Current SEO best practices strongly recommend using subfolders (like yourstore.com/fr/) for international Shopify stores. Subfolders consolidate your domain authority, meaning all language versions contribute to the main domain’s power. Subdomains, in contrast, are often treated by search engines as separate websites, diluting your link equity.
Translating URL slugs (handles) from English (e.g., /summer-dress) to the local language (e.g., /robe-dete) is key for consistency. Localized handles improve user experience and provide strong signals to search engines about the page’s true language, helping the page rank better in regional search results.
While machine translation is highly accurate, the remaining few percent of errors are critical. AI can struggle with brand terminology, cultural tone, and industry-specific jargon, leading to content that is technically correct but sounds robotic or unnatural. High-impact pages need human review or specialized AI translation QA.
The x-default tag is crucial because it tells search engines which page version to show when a user’s language or region does not match any specific language you have declared. This often points non-targeted users to your main or default language store, improving the fallback user experience.
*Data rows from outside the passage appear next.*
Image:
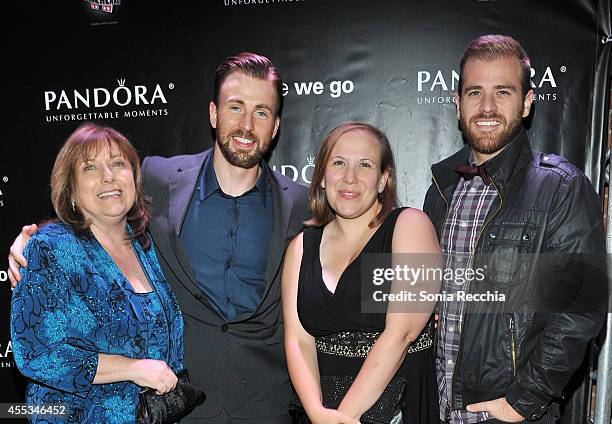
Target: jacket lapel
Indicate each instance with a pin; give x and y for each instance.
(182, 184)
(282, 204)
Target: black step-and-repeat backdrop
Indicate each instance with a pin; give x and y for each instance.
(146, 68)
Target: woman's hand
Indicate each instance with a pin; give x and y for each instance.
(154, 374)
(332, 416)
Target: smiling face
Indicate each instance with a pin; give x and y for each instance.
(353, 177)
(245, 119)
(105, 190)
(491, 106)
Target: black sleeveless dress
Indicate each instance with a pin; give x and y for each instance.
(344, 334)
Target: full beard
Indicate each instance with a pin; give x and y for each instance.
(240, 159)
(490, 143)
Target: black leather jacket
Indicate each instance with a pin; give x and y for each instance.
(545, 206)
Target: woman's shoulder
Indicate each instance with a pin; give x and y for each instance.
(55, 239)
(411, 216)
(53, 233)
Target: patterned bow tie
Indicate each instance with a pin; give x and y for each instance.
(470, 171)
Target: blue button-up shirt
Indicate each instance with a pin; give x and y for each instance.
(226, 239)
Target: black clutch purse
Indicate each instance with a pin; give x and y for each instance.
(169, 407)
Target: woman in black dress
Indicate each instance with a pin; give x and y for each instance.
(346, 364)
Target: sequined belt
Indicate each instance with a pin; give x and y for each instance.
(355, 344)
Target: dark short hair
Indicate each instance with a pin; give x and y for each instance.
(253, 65)
(87, 139)
(320, 210)
(491, 47)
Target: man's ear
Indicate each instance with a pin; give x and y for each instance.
(212, 114)
(276, 125)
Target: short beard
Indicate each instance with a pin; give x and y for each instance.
(488, 144)
(246, 160)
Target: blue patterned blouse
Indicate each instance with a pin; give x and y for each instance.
(73, 302)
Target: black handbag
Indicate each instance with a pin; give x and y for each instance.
(171, 406)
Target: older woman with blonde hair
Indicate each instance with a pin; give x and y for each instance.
(93, 320)
(346, 363)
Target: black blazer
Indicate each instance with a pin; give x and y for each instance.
(239, 364)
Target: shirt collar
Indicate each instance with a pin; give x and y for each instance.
(209, 183)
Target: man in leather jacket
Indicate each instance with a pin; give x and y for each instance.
(519, 217)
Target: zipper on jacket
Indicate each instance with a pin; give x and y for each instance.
(511, 327)
(463, 318)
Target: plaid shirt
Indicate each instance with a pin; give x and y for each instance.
(472, 200)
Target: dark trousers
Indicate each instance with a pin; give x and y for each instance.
(225, 418)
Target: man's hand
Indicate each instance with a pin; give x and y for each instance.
(16, 258)
(499, 408)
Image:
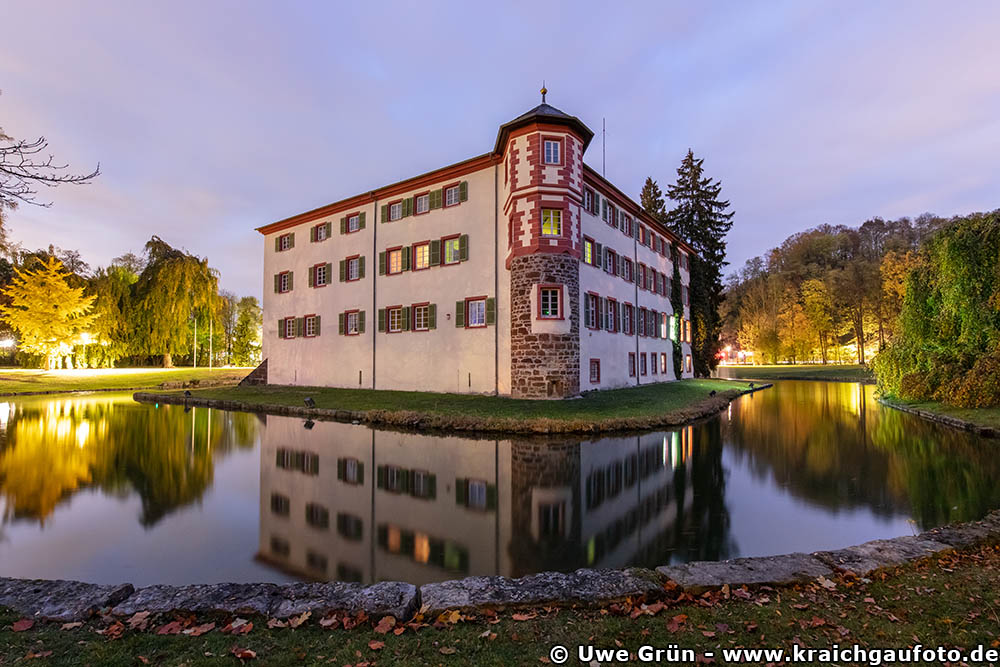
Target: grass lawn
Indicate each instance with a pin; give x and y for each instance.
(951, 602)
(26, 380)
(646, 401)
(981, 416)
(843, 372)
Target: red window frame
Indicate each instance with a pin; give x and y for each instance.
(592, 297)
(562, 155)
(305, 325)
(413, 315)
(444, 252)
(468, 300)
(389, 309)
(347, 313)
(347, 224)
(413, 255)
(538, 299)
(388, 262)
(428, 194)
(444, 194)
(595, 363)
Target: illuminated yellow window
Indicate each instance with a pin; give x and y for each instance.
(551, 222)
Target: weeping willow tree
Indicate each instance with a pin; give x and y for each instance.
(174, 287)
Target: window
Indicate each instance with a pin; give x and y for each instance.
(421, 256)
(477, 494)
(280, 505)
(475, 313)
(551, 222)
(423, 203)
(421, 317)
(351, 323)
(548, 302)
(590, 311)
(395, 261)
(452, 250)
(317, 516)
(552, 151)
(395, 317)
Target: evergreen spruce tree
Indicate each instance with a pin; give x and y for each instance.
(702, 219)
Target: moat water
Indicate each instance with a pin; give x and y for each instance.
(102, 489)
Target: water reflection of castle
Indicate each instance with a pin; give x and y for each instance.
(345, 502)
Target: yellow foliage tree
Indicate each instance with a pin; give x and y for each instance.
(48, 313)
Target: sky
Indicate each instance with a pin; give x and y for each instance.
(210, 119)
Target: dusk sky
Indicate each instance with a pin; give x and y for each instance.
(212, 118)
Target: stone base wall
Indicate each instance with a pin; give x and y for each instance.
(544, 365)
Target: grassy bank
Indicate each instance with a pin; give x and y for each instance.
(950, 602)
(648, 406)
(981, 417)
(829, 372)
(28, 381)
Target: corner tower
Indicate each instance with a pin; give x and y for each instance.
(542, 160)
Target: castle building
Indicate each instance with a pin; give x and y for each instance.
(520, 272)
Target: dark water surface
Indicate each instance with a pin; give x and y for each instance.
(102, 489)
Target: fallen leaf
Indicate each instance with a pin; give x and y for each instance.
(22, 625)
(387, 623)
(296, 621)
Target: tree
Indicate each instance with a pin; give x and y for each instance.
(172, 288)
(702, 219)
(247, 334)
(48, 313)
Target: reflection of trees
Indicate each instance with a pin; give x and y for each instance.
(831, 444)
(54, 448)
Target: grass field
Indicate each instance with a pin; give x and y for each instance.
(950, 602)
(835, 372)
(23, 380)
(633, 402)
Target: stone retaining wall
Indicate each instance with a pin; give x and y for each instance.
(73, 600)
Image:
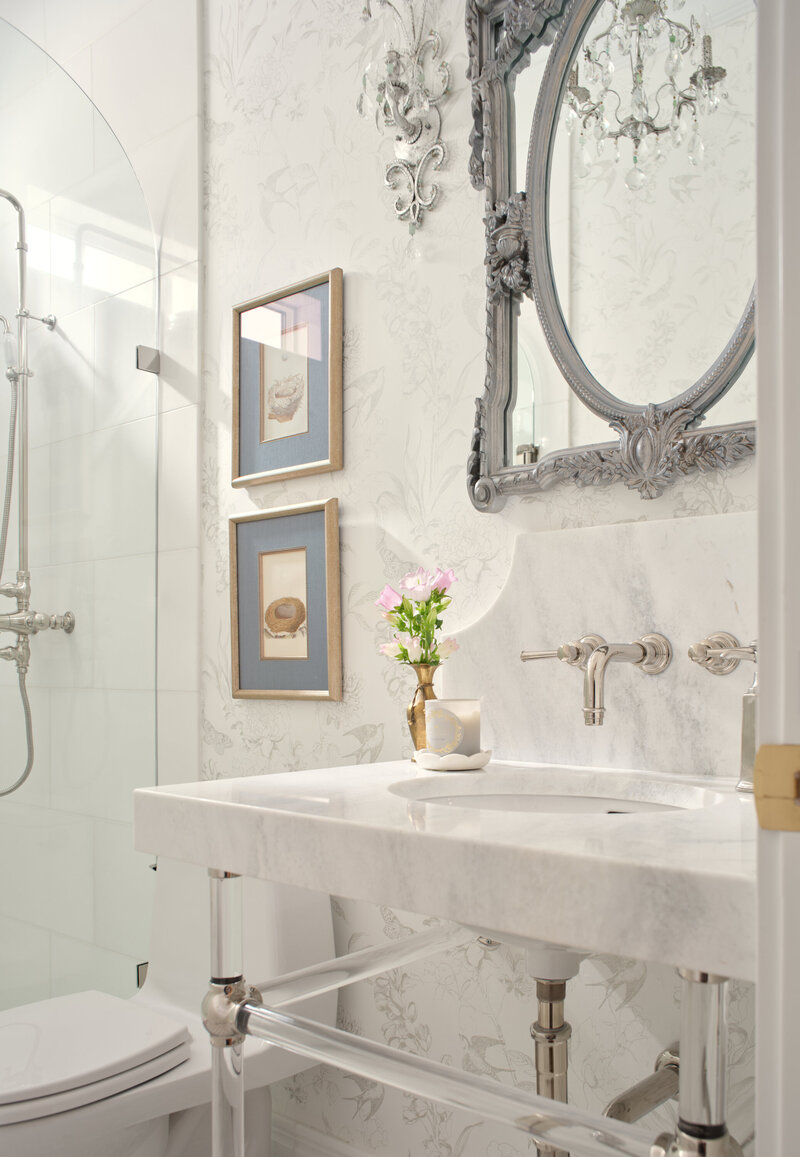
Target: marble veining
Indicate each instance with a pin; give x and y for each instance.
(682, 577)
(675, 886)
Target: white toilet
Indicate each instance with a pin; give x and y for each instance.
(90, 1075)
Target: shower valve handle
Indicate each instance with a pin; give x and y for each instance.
(30, 623)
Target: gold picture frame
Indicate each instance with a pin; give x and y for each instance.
(285, 603)
(287, 382)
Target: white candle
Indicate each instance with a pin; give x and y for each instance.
(453, 727)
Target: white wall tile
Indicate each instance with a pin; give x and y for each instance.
(178, 610)
(102, 241)
(76, 965)
(123, 889)
(24, 963)
(26, 15)
(167, 166)
(70, 27)
(50, 856)
(105, 749)
(119, 57)
(39, 521)
(125, 623)
(178, 736)
(35, 791)
(103, 493)
(178, 484)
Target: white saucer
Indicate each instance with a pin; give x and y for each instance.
(433, 763)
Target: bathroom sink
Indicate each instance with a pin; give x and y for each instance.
(550, 791)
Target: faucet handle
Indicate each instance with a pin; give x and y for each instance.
(721, 653)
(575, 654)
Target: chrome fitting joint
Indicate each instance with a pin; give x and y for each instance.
(220, 1009)
(682, 1144)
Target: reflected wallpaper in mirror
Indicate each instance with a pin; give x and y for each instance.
(652, 281)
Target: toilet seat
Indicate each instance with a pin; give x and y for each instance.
(71, 1051)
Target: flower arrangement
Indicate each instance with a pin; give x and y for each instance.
(415, 613)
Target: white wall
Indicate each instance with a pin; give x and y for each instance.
(97, 428)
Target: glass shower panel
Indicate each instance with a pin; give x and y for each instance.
(74, 907)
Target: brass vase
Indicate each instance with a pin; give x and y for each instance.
(416, 708)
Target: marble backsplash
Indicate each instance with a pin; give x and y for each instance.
(684, 577)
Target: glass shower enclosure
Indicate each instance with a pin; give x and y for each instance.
(74, 906)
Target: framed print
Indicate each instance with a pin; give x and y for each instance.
(287, 382)
(285, 609)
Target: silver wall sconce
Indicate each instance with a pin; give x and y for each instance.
(402, 91)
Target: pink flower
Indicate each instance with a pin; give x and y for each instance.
(388, 598)
(443, 580)
(417, 586)
(415, 649)
(447, 647)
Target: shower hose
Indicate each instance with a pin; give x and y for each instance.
(4, 540)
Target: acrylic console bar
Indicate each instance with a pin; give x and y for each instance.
(544, 1121)
(227, 1077)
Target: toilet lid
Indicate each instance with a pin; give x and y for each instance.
(75, 1041)
(87, 1095)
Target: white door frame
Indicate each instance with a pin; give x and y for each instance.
(777, 348)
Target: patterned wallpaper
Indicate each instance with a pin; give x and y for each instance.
(293, 186)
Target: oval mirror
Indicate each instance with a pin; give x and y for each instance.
(639, 221)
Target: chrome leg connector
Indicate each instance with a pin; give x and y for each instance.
(682, 1144)
(220, 1011)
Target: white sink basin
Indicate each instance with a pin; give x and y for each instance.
(555, 790)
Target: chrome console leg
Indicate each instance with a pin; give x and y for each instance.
(226, 992)
(702, 1128)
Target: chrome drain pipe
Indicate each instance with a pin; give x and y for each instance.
(551, 1036)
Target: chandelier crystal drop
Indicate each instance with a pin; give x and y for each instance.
(644, 41)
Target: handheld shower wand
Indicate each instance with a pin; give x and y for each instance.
(23, 623)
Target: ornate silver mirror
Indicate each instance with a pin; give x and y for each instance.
(621, 260)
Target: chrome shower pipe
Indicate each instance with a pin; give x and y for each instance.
(23, 623)
(22, 375)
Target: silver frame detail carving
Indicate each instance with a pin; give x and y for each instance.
(658, 442)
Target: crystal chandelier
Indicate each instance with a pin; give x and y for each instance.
(645, 34)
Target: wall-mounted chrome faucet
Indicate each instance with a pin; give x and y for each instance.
(651, 654)
(720, 654)
(592, 654)
(574, 654)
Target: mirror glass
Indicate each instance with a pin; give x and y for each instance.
(652, 240)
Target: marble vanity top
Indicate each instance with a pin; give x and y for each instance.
(670, 885)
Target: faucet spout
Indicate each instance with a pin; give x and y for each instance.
(651, 654)
(594, 682)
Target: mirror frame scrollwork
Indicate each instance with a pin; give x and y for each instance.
(657, 442)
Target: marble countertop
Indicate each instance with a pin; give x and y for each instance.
(669, 885)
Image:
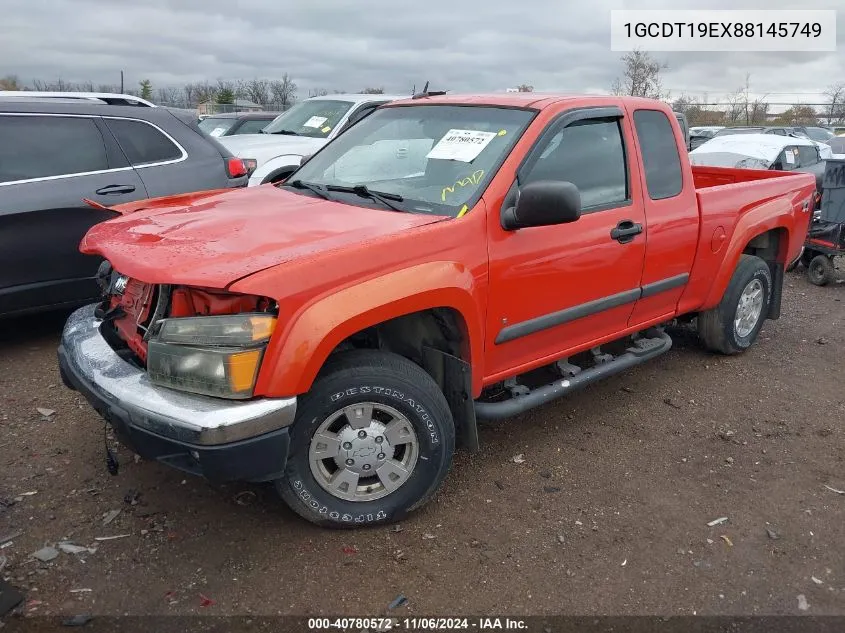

You should always manually review and quality-check legal pages, policy content (Refund, Privacy), and the product pages for your top 10 revenue-generating items in that new market. These pages are high stakes for trust, compliance, and conversion rates, making accuracy essential.
Since most web traffic is mobile, testing the mobile experience is vital. You should verify that navigating to a language-specific URL (e.g., /fr/) correctly loads the full localized page and that the in-theme language selector flawlessly redirects the user to the appropriate market.
Do not just translate; build market-specific backlink profiles. A mention from a German-language blog linking to your German subfolder (/de/) carries more organic search weight within Germany than a general English link to your main domain. This is essential for ranking across borders.
Shopify Markets handles the core technical infrastructure, like creating subfolders and generating hreflang tags for you. However, most successful global merchants require third-party AI translation tools or apps to achieve high-quality, consistent translations and efficiently localize tricky elements like product handles and navigation elements.